Heterosis, or hybrid vigor, is a key phenomenon in genetics research and agricultural production, and has been primarily attributed to non-additive genetic effects such as dominance — a prevailing consensus shaped by decades of empirical research and theoretical debate. Although dominance may arguably arise from distal modifiers, their selective advantage is debated due to presumably small individual effects. To address this longstanding question, particularly how genetic dominance manifests at the transcriptomic level and contributes to phenotypic heterosis, we integrated transcriptomic and phenotypic data from a large population of maize hybrids and their inbred parents. We found that ≈ 30% of the expressed seedling genes in a significant proportion of hybrids exhibited expression patterns deviating from the average of the two parents, indicative of non-additivity. Further analysis suggests that while hybrid gene expression per se is primarily regulated by cis-eQTLs, expression dominance (or non-additivity) is disproportionately controlled by trans-eQTLs. These trans-eQTLs cluster into hotspots that regulate the non-additivity of hundreds of target genes, mostly within co-expression networks, and are notably enriched for transcription factors (TFs).
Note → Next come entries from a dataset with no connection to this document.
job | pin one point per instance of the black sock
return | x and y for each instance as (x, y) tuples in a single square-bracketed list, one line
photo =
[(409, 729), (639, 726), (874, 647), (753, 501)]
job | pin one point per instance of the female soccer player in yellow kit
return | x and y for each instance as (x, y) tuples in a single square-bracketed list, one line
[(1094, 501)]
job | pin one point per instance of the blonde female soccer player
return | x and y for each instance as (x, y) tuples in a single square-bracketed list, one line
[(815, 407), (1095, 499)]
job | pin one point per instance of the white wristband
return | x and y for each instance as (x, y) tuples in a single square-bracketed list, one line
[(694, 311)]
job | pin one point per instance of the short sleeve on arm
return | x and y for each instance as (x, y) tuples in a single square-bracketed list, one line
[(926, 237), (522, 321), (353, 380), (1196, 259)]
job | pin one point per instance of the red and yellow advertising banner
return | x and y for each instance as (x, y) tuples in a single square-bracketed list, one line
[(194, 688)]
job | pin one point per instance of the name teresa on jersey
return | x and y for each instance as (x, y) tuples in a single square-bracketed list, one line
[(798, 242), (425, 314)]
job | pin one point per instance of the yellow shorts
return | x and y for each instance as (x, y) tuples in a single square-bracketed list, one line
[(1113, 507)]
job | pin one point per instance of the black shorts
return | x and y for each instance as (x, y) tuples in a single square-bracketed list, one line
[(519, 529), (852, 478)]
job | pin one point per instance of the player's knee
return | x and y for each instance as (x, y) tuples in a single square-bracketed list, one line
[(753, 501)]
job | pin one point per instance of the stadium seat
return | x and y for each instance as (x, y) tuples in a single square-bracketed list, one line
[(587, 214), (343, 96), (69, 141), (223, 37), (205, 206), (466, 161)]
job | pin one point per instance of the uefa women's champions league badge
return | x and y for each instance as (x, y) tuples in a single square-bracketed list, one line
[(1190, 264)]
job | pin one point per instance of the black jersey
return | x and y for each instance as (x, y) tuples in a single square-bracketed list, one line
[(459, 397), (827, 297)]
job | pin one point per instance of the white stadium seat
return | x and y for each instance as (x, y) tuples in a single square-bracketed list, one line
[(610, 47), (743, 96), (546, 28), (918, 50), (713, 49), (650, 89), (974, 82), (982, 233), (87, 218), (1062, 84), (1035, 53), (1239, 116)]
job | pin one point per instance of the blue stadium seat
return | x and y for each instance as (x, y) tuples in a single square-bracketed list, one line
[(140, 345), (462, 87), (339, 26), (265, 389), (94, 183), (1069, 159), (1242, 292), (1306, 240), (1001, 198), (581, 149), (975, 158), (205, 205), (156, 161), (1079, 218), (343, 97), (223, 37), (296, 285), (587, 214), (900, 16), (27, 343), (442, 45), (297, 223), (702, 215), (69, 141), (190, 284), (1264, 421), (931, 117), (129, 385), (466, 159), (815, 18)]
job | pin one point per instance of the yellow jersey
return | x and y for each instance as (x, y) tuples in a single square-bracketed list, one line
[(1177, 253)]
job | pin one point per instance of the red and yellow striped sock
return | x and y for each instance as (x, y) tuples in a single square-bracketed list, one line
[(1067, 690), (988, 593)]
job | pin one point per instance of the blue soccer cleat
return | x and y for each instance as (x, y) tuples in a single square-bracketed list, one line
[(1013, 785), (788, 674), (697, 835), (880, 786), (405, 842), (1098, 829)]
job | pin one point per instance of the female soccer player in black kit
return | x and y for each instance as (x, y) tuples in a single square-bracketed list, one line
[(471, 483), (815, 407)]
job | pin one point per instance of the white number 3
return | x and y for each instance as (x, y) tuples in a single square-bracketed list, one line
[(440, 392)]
Focusing on one such hotspot, we functionally validated a classical maize gene ZmR1, a basic helix-loop-helix (bHLH) TF associated with multiple seedling trait heterosis, as a candidate regulator of expression dominance across hundreds of genes. Overexpression of ZmR1 enhances expression dominance of downstream genes and increases phenotypic heterosis in both seedling and adult traits. Further experiments confirmed its direct regulatory role in modulating genes involved in anthocyanin biosynthesis and lignin metabolism, driving transcriptome-level dominance. These results provide empirical support for the modifier hypothesis under an omnigenic model, suggesting that heterosis arises not from the modification of a single gene′s inheritance but through the coordinated regulation of hundreds of phenotype-associated genes, thereby helping to reconcile the long-standing debate over the genetic basis of dominance in heterosis.